Cette semaine, l'actualité internationale a partagé des chiffres froids: le journal The New Humanitarian publiait un article sur la résurgence d'Ebola (la souche Bundibugyo) à l'Est de la République démocratique du Congo. On y parle de statistiques, de cas suspects, de courbes et de l'absence de vaccin pour cette souche spécifique.
Pour moi, cette crise n’est pas une statistique de plus. Au sein de notre groupe de formation 𝗜𝗱𝗲𝗻𝘁𝗶𝘁𝗲́ 𝗦𝘁𝗿𝗮𝘁𝗲́𝗴𝗶𝗾𝘂𝗲 𝗱𝗲 𝘃𝗼𝘁𝗿𝗲 𝗢𝗡𝗚, un leader d'ONG de la RDC a pris la parole.
Ses mots étaient simples, lourds, dépouillés de tout jargon humanitaire: son organisation opère précisément dans cette région, et ses bénéficiaires sont en train de mourir.

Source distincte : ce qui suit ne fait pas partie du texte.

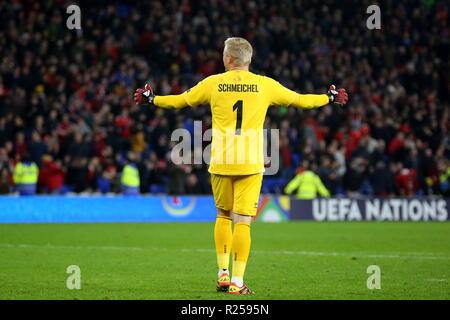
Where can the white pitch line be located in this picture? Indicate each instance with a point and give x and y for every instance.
(404, 255)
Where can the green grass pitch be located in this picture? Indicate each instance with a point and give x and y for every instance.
(293, 260)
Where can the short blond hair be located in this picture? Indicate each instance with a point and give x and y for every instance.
(240, 50)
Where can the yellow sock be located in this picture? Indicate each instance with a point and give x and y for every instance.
(223, 236)
(241, 248)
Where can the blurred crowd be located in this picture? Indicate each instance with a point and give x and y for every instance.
(66, 95)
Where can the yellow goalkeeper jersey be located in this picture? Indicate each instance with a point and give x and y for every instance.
(239, 101)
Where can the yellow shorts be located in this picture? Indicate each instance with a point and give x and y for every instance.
(237, 193)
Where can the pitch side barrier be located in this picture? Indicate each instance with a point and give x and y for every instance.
(165, 208)
(371, 209)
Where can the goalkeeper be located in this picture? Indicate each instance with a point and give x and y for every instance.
(239, 100)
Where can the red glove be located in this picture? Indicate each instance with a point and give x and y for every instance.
(340, 96)
(144, 96)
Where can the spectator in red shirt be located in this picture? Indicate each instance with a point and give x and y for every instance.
(406, 181)
(51, 176)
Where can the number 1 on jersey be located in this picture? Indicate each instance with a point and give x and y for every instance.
(238, 106)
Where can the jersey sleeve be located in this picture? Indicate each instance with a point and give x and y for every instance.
(200, 93)
(280, 95)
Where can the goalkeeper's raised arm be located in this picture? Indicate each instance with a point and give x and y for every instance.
(286, 97)
(199, 94)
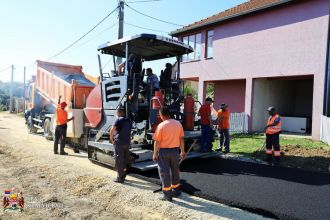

Derrière les rapports techniques, il y a des visages. Des enfants, des mères, des pères que ces équipes locales connaissent par leur nom. La douleur de voir s'éteindre ceux que l'on s'est donné pour mission de protéger est une épreuve qu'aucun manuel de gestion ne peut préparer.
Dans ces moments de tempête, on réalise une vérité fondamentale: ce qui tient le fil de la vie sur le terrain, ce ne sont pas les dispositifs complexes venus d'ailleurs. C'est la présence constante, le courage silencieux et l'expérience acquise par les équipes locales. Ce sont elles qui restent, qui consolent, qui tracent les lignes de prévention au cœur des communautés, même quand les repères s'effondrent.
À ce leader de notre communauté, à ses équipes, et à toutes les organisations qui font face à l'urgence en ce moment même à l'Est de la RDC, je veux envoyer toute ma pensée, mon respect et ma douceur.
Votre mission est immense. Votre présence est vitale.
L’Excellence, parfois, ce n’est pas une question de grands systèmes; c’est simplement la dignité et la rigueur d’une présence humaine inébranlable au milieu du chaos.
Prenez soin de vous, et sachez que vous n'êtes pas seuls.
PersPectives, c'est mon rendez-vous du dimanche.
Aujourd'hui, il se fait l'écho de notre solidarité et de notre profond respect pour ceux qui, sur le terrain, portent la vie à bout de bras.